Malgré la fermeture des mosquées pour endiguer la propagation du coronavirus en Algérie, des citoyens se sont permis d'organiser des prières collectives dans les rues, et ce, dans plusieurs villes d'Algérie, notamment Alger et Bejaïa, en Kabylie. 

Ces scènes sont visibles sur les réseaux sociaux. Les instigateurs semblaient être pressés de diffuser les vidéos et autres photos de dizaines, voire de centaines de personnes en train de prier dans la rue. Dans certains cas, ce sont des salafistes qui en sont les instigateurs. Comme on peut le voir dans une vidéo où l'on constate que les fidèles ne respectent même pas les gestes barrières, durant leur prière organisée dans une ruelle.

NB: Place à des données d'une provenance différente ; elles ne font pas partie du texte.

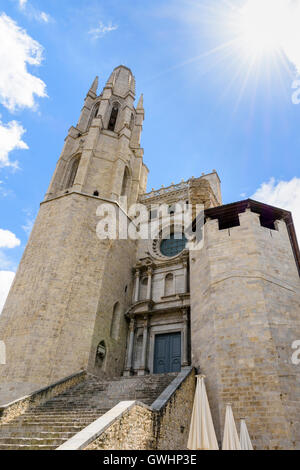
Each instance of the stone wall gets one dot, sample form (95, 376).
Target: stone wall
(66, 280)
(244, 318)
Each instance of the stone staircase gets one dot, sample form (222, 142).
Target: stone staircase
(49, 425)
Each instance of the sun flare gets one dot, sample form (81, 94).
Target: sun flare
(268, 26)
(263, 25)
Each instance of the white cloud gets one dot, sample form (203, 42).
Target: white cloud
(22, 3)
(102, 29)
(8, 239)
(283, 194)
(32, 13)
(10, 139)
(18, 87)
(6, 280)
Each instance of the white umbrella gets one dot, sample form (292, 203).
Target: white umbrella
(202, 433)
(244, 436)
(231, 439)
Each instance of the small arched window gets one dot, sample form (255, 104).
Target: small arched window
(144, 288)
(113, 117)
(72, 172)
(115, 322)
(126, 181)
(169, 284)
(131, 122)
(100, 354)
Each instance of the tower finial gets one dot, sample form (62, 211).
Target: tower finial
(94, 86)
(141, 102)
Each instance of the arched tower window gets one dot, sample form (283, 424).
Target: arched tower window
(113, 117)
(126, 181)
(131, 122)
(115, 322)
(169, 284)
(100, 355)
(72, 172)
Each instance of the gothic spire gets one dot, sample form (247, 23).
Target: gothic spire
(94, 86)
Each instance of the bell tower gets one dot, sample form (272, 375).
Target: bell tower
(70, 285)
(102, 154)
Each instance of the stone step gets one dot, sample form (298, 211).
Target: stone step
(40, 435)
(31, 441)
(47, 426)
(26, 447)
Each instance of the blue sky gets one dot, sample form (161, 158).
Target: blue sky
(209, 104)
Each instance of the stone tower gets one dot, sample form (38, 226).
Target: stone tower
(69, 283)
(245, 306)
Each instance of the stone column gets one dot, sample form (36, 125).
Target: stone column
(130, 342)
(143, 367)
(137, 286)
(149, 287)
(185, 317)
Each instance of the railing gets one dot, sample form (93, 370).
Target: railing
(132, 425)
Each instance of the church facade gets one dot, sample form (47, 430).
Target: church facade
(125, 307)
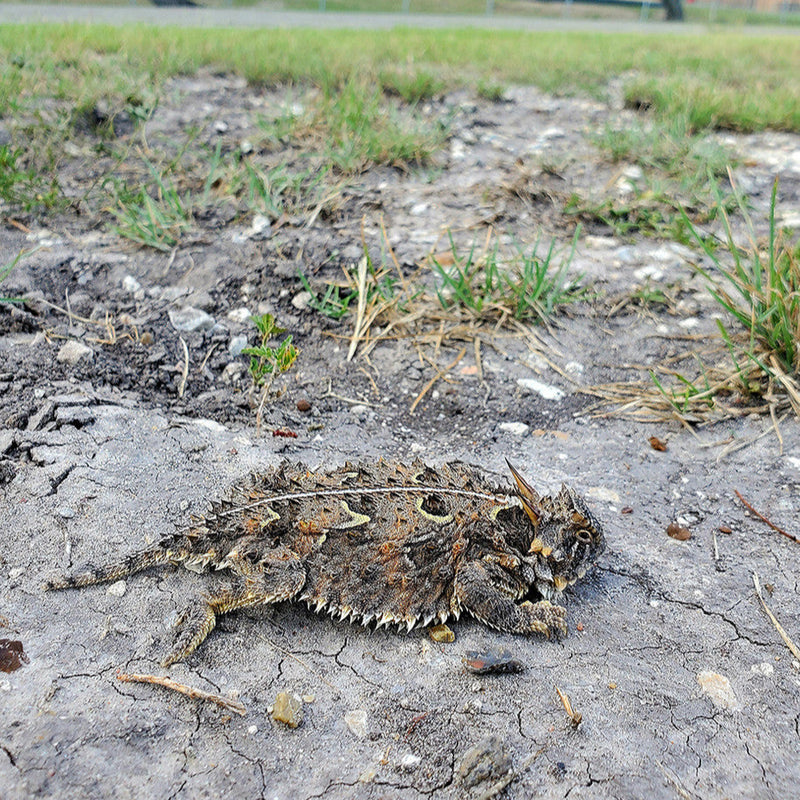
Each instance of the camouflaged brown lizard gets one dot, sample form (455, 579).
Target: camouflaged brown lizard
(382, 543)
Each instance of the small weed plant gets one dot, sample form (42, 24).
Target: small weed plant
(759, 287)
(23, 187)
(266, 361)
(154, 216)
(5, 271)
(528, 287)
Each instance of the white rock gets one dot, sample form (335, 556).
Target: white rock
(131, 285)
(240, 315)
(649, 271)
(261, 226)
(544, 389)
(72, 352)
(516, 428)
(410, 761)
(603, 494)
(301, 300)
(117, 588)
(718, 688)
(357, 722)
(574, 368)
(191, 319)
(236, 345)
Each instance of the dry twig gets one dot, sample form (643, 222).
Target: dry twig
(573, 715)
(764, 519)
(185, 372)
(189, 691)
(439, 374)
(778, 627)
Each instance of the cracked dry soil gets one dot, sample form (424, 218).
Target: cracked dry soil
(684, 686)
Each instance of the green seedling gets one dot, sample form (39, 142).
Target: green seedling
(266, 361)
(334, 303)
(5, 271)
(529, 287)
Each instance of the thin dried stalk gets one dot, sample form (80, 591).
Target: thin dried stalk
(189, 691)
(778, 627)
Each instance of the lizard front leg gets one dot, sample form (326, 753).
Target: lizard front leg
(487, 599)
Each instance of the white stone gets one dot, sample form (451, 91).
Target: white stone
(603, 493)
(131, 285)
(301, 300)
(718, 688)
(240, 315)
(236, 345)
(191, 319)
(649, 272)
(515, 428)
(117, 588)
(260, 225)
(356, 721)
(544, 389)
(72, 352)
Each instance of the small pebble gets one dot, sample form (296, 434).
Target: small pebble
(679, 532)
(441, 633)
(117, 588)
(288, 709)
(357, 722)
(191, 319)
(516, 428)
(718, 688)
(72, 352)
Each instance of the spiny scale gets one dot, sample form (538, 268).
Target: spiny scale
(383, 543)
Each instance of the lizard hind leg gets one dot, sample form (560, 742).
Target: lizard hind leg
(280, 580)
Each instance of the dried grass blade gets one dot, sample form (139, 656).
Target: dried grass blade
(189, 691)
(362, 305)
(778, 627)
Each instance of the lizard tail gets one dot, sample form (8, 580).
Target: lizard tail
(136, 562)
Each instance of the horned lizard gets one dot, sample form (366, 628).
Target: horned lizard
(382, 543)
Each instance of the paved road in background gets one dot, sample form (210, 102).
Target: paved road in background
(262, 18)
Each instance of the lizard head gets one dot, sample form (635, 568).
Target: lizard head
(566, 538)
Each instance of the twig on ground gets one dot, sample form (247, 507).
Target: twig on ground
(764, 519)
(185, 373)
(574, 716)
(362, 306)
(778, 627)
(352, 400)
(439, 374)
(189, 691)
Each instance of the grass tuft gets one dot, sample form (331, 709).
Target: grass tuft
(759, 288)
(154, 216)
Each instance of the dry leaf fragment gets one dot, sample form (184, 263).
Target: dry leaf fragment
(572, 714)
(678, 532)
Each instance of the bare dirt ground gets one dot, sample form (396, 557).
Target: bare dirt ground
(684, 685)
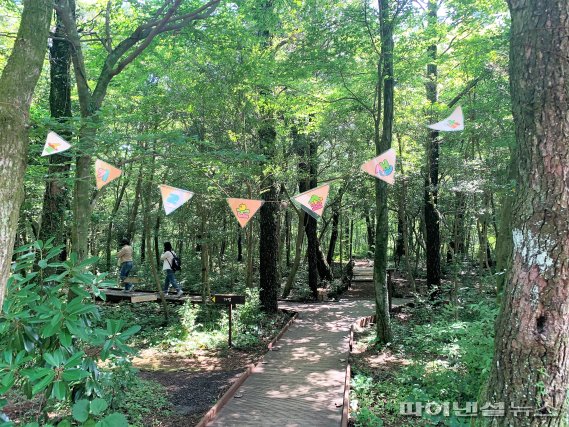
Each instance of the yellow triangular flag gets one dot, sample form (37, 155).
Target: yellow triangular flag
(382, 166)
(173, 198)
(54, 144)
(244, 209)
(105, 173)
(313, 201)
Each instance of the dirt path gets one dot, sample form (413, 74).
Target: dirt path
(302, 384)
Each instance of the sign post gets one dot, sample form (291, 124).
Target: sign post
(228, 299)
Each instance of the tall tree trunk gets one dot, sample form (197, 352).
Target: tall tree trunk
(239, 244)
(530, 366)
(269, 236)
(134, 212)
(333, 235)
(324, 270)
(458, 230)
(116, 207)
(167, 18)
(370, 235)
(287, 236)
(17, 83)
(297, 254)
(56, 197)
(205, 254)
(386, 78)
(156, 238)
(432, 226)
(147, 233)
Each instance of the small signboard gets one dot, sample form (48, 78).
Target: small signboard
(228, 299)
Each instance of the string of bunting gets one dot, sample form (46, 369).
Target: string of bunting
(312, 201)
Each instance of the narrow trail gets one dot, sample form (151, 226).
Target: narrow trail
(302, 382)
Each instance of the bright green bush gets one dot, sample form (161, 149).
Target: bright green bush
(51, 347)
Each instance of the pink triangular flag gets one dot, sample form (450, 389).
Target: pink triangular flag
(54, 144)
(105, 173)
(244, 209)
(173, 198)
(313, 201)
(452, 123)
(382, 166)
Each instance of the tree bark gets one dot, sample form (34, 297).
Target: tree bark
(333, 235)
(269, 236)
(17, 84)
(432, 226)
(239, 245)
(287, 236)
(167, 18)
(134, 212)
(531, 363)
(297, 254)
(383, 324)
(56, 196)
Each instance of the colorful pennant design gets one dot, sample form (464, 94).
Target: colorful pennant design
(54, 144)
(382, 166)
(105, 173)
(244, 209)
(452, 123)
(173, 198)
(313, 201)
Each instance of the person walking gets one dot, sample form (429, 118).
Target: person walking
(125, 261)
(168, 258)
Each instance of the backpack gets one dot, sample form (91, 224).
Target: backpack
(176, 264)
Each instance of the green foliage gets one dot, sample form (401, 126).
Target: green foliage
(51, 347)
(448, 361)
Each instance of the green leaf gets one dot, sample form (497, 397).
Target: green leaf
(88, 261)
(81, 410)
(98, 406)
(129, 332)
(75, 374)
(65, 339)
(59, 390)
(114, 326)
(50, 359)
(43, 383)
(113, 420)
(74, 360)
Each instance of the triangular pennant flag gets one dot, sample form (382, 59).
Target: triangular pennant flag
(382, 166)
(244, 209)
(173, 198)
(313, 201)
(105, 173)
(454, 122)
(54, 144)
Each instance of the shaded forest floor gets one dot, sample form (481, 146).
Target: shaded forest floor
(187, 359)
(439, 353)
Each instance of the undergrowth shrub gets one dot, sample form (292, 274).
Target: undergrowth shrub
(449, 352)
(52, 349)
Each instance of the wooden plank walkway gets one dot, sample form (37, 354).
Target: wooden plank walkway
(118, 294)
(302, 384)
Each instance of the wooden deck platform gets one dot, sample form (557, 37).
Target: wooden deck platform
(118, 294)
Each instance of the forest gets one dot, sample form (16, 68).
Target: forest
(194, 194)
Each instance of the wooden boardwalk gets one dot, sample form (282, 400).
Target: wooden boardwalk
(302, 383)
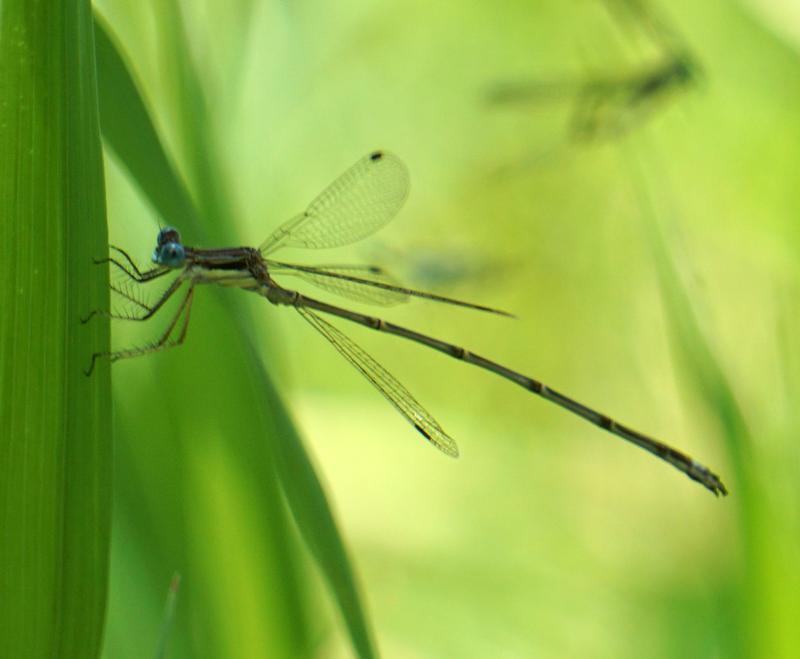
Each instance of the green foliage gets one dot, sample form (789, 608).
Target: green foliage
(272, 442)
(55, 440)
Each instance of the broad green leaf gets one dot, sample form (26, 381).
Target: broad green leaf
(55, 441)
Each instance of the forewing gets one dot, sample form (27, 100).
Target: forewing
(358, 203)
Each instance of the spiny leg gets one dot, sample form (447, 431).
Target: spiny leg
(136, 274)
(184, 309)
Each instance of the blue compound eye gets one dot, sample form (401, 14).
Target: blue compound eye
(169, 254)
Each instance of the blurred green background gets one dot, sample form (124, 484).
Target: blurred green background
(654, 277)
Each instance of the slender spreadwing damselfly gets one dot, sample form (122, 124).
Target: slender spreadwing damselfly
(363, 199)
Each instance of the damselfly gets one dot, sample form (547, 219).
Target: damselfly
(363, 199)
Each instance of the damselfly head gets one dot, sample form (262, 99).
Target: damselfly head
(170, 254)
(168, 235)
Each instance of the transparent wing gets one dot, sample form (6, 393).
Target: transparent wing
(358, 203)
(366, 284)
(384, 382)
(378, 289)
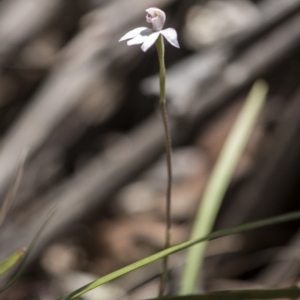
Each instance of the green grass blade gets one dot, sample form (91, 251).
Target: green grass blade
(11, 261)
(219, 182)
(23, 262)
(150, 259)
(290, 293)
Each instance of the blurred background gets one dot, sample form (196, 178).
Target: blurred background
(84, 107)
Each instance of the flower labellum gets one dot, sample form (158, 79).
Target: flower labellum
(147, 36)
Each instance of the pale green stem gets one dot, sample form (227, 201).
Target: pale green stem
(219, 182)
(157, 256)
(162, 102)
(287, 293)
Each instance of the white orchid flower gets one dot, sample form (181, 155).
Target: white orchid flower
(147, 36)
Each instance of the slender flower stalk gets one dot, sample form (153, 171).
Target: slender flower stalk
(147, 37)
(162, 103)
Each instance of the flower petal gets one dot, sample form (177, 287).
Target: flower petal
(157, 17)
(171, 36)
(139, 39)
(132, 33)
(150, 41)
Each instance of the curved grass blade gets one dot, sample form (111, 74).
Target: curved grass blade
(150, 259)
(23, 262)
(219, 181)
(290, 293)
(11, 261)
(12, 190)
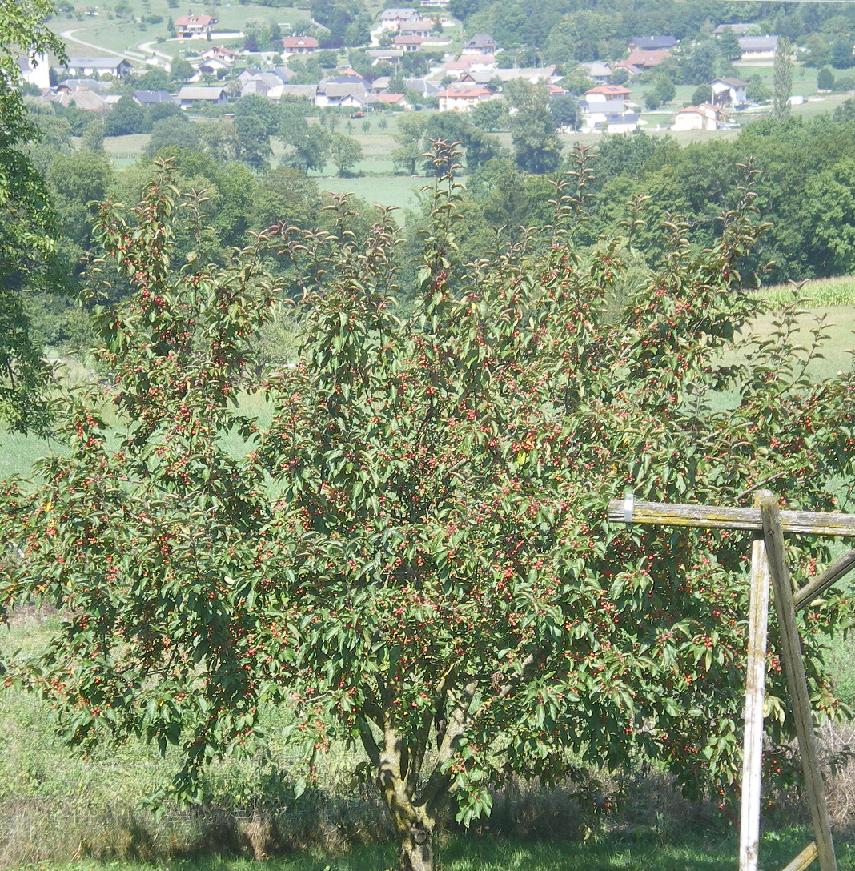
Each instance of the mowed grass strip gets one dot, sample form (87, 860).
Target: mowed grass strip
(698, 852)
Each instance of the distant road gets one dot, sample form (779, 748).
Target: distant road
(69, 36)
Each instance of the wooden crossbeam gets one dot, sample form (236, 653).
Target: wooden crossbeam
(822, 582)
(803, 860)
(794, 669)
(769, 524)
(712, 517)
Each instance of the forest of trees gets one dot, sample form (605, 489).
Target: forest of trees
(805, 184)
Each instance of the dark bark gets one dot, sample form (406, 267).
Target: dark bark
(416, 849)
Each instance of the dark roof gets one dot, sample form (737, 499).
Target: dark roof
(481, 40)
(96, 63)
(653, 43)
(342, 80)
(758, 43)
(148, 98)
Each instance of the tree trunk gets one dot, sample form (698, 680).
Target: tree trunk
(416, 849)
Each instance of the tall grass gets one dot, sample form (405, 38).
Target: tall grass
(820, 293)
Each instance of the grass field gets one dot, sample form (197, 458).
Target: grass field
(616, 854)
(400, 191)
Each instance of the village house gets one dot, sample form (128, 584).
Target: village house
(652, 43)
(264, 84)
(604, 109)
(425, 88)
(384, 55)
(408, 43)
(220, 53)
(194, 26)
(398, 101)
(300, 45)
(422, 27)
(35, 71)
(527, 74)
(100, 87)
(81, 98)
(213, 68)
(703, 117)
(480, 44)
(299, 92)
(758, 50)
(463, 98)
(738, 28)
(352, 95)
(391, 19)
(729, 93)
(645, 59)
(597, 71)
(152, 98)
(469, 63)
(117, 67)
(191, 95)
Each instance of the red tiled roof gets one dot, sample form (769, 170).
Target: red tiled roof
(647, 59)
(610, 90)
(187, 20)
(467, 93)
(300, 42)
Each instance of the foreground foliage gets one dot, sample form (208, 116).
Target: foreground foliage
(414, 553)
(27, 243)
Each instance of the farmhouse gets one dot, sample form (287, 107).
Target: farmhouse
(35, 71)
(463, 99)
(398, 100)
(597, 71)
(645, 59)
(604, 109)
(738, 28)
(194, 26)
(396, 16)
(81, 98)
(729, 93)
(352, 95)
(758, 49)
(408, 43)
(527, 74)
(264, 84)
(652, 43)
(189, 95)
(422, 27)
(384, 55)
(300, 45)
(152, 98)
(299, 92)
(220, 53)
(480, 44)
(95, 66)
(703, 117)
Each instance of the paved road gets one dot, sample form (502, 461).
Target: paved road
(142, 55)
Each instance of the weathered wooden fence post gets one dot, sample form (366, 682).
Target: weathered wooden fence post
(794, 669)
(768, 559)
(755, 695)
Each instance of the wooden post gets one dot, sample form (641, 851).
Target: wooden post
(755, 686)
(794, 669)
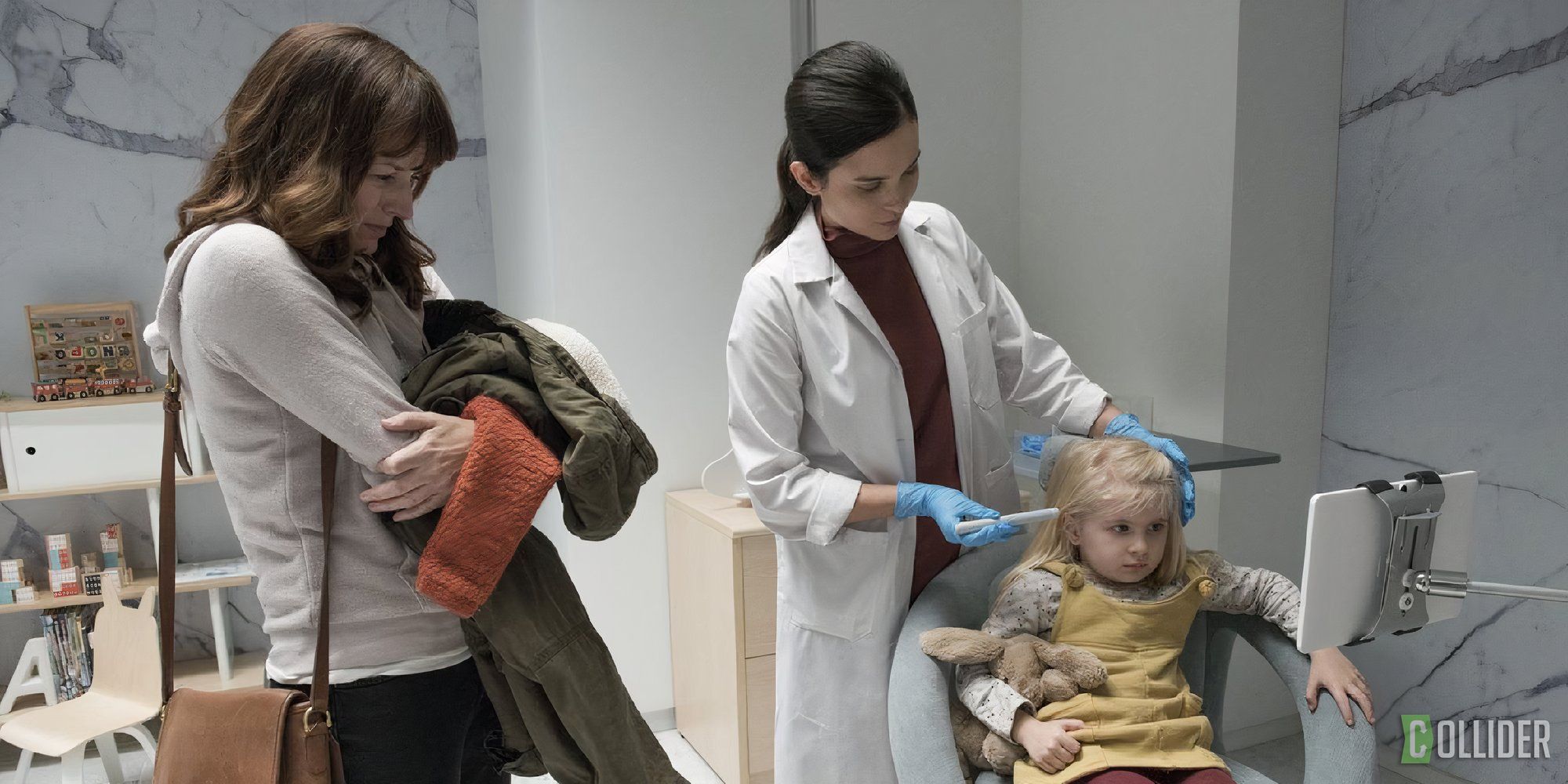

Selon les publications trouvées sur les réseaux sociaux, de nombreuses wilayas ont été touchées par ce phénomène qui donne un coup de massue à la crédibilité de l'Etat. Mais surtout qui met en danger la santé et même la vie des Algériens. En dehors d'Alger et de la Kabylie, il y a également El Eulma, à Sétif et Mostaganem.

Ces prières de l'Aïd dénoncées comme dangereuses et hypocrites

Sur certaines photos, la distanciation a été respectée par les fidèles qui ont séparé leurs tapis de prière. Ils ont même mis des bavettes. Mais cela n'a pas empêché de nombreux citoyens à critiquer ces initiatives considérées comme « dangereuses » et « hypocrites ».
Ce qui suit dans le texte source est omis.